Chaque preuve de travail que Pôle Emploi aura dans les mains doit être vérifiée au préalable pour éviter de mauvaises surprises. Ces vérifications sont essentielles avant toute inscription pour éviter d’ouvrir au régime général et de repartir à zéro dans le cumul de ses heures d’intermittent. Beaucoup d’intermittents du spectacle ne sont pas au courant de ce risque d’ouvrir au Régime Général (RG). Ce risque est pourtant bien réel.

Explications : à votre inscription, Pôle Emploi observe votre activité en remontant le temps à partir de votre date d’inscription. Il choisit la première ouverture de droits possible sur son chemin de décisions.
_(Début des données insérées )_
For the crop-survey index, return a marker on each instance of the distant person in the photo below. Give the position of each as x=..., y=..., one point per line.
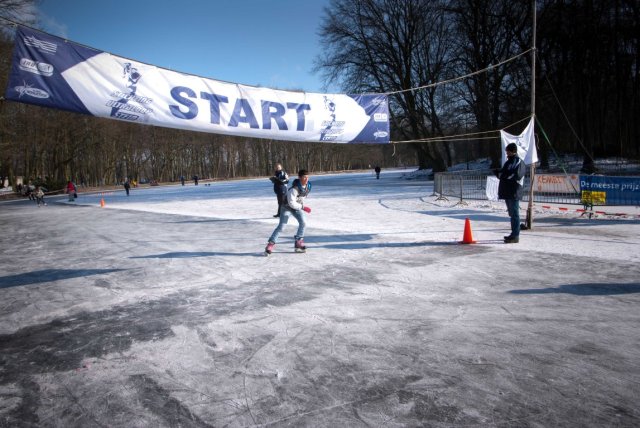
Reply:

Or, cette occasion d’ouvrir des droits, la première venue, n’est pas forcément celle qui vous permet d’ouvrir des droits en tant qu’intermittent. C’est comme cela que beaucoup se retrouvent au régime général.

Ne pas s’inscrire non plus trop tard

Une fois que l’on a bien validé ses 507 heures, il faut s’inscrire très vite. En effet, une inscription tardive à Pôle Emploi peut coûter cher et écourter beaucoup votre future ouverture de droits. Peu d’intermittents réalisent les risques engendrés par une inscription tardive. 

Explications : beaucoup d’intermittents pensent à tort que Pôle Emploi les paiera pendant 1 an jusqu’à une date anniversaire fixe. Et c’est faux. Il y a bien une date anniversaire, mais c’est l’anniversaire de la fin du dernier contrat retenu pour l’ouverture des droits. Chaque année, cette date anniversaire changera ! C’est ce qu’on appelle une date glissante. Dans le cas où vous avez une fin de contrat qui permet d’ouvrir des droits, tout délai entre cette date et l’inscription, représente donc des journées perdues. 

Prenons un exemple : 

Vous avez réuni vos 507 heures en terminant un contrat le 30 juin. Puis vous ne travaillez pas durant l’été. Vous faites votre inscription à la rentrée soit le 1er septembre. Dans ces conditions, ne croyez pas être tranquille avec des paiements pendant 1 an. Vous n’aurez des droits que jusqu’au 30 juin de l’année suivante. Soit à l’anniversaire du dernier contrat qui a servi pour ouvrir vos droits. Vous perdez donc 2 mois par rapport à ce que vous imaginiez. Il est au début difficile de comprendre que la date anniversaire « version Pôle Emploi » change chaque année. Mais c’est pourtant le cas. 

Et si vous êtes déjà inscrit à Pôle Emploi ?

Si vous vous êtes déjà inscrit à Pôle Emploi avant d’avoir réuni les 507 heures, à chaque nouvelle déclaration, vous pouvez risquer de réunir les critères d’ouverture au régime général. Même sans aucun contrat au régime général. Il faudra alors piloter avec précision la date de votre demande d’allocation pour vous permettre de valider une ouverture de droits en tant qu’intermittent. En cas de gestion approximative, vous risquez de repartir à zéro et de perdre le bénéfice de vos heures d’intermittent.